I'd like to keep together initials (max two letters) when there are punctuation or spaces in between.

I have the following snippet to tackle almost everything, but I am having issues in keeping together initials that are separated by punctuation and space.

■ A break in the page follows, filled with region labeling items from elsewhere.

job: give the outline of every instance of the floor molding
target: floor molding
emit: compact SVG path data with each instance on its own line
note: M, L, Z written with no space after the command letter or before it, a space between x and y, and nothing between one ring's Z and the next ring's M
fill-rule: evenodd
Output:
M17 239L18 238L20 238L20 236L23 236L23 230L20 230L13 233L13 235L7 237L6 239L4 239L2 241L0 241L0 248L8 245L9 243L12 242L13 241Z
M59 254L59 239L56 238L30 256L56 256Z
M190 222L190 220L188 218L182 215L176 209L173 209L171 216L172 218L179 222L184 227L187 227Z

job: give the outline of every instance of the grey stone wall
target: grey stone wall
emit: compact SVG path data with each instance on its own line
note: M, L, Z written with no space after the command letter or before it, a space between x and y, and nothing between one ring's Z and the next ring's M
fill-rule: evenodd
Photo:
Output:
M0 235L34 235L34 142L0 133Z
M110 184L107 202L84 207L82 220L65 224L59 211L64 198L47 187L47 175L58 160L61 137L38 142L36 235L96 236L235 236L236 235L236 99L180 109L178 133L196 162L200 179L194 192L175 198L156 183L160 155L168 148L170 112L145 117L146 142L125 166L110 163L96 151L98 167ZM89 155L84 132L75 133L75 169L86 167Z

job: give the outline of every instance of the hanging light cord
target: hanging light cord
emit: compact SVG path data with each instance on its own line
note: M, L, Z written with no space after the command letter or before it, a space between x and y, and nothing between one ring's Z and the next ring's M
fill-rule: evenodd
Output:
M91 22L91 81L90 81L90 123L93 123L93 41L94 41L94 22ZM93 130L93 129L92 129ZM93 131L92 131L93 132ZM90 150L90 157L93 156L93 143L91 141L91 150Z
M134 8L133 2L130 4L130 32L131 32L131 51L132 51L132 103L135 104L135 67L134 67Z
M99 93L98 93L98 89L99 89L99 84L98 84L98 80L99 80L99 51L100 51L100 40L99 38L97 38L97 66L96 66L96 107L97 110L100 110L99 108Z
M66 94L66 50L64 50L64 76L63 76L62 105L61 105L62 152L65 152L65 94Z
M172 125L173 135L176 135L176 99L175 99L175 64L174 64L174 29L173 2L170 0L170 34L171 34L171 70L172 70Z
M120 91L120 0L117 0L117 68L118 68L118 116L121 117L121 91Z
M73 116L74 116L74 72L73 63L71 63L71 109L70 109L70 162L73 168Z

For instance, this is working on regular regex, but not in postgresql:

SELECT regexp_replace('R Z ELEMENTARY SCHOOL', 
                      '(\b[A-Za-z]{1,2}\b)\s+\W*(?=[a-zA-Z]{1,2}\b)', 
                      '\1')

The outcome should be "RZ ELEMENTARY SCHOOL". Other examples will include:

A & D ALTERNATIVE EDUCATION
J. & H. KNOWLEDGE DEVELOPMENT
A. - Z. EVOLUTION IN EDUCATION

The transformation should be as follows:

AD ALTERNATIVE EDUCATION
JH KNOWLEDGE DEVELOPMENT
AZ EVOLUTION IN EDUCATION

How to achieve this in Postgresql?

Thanks

Solution

Building on your current regex, I can recommend

SELECT REGEXP_REPLACE(
    REGEXP_REPLACE('J. & H. KNOWLEDGE DEVELOPMENT', '\m([[:alpha:]]{1,2})\M\s*\W*(?=[[:alpha:]]{1,2}\M)', '\1'),
    '^([[:alpha:]]+)\W+',
    '\1 '
)

See the online demo, yielding

    regexp_replace
1   JH KNOWLEDGE DEVELOPMENT

It is a two step solution. The first regex matches

\m([[:alpha:]]{1,2})\M - a whole one or two letter words captured into Group 1 (\m is a leading word boundar, and \M is a trailing word boundary)
\s* - zero or more whitespaces
\W* - zero or more non-word chars
(?=[[:alpha:]]{1,2}\M) - a positive lookahead that requires a whole one or two letter word immediately to the right of the current position.

The match is replaced with the contents of Group 1 (\1).

The second regex matches a letter word at the start of the string and replaces all non-word chars after it with a space.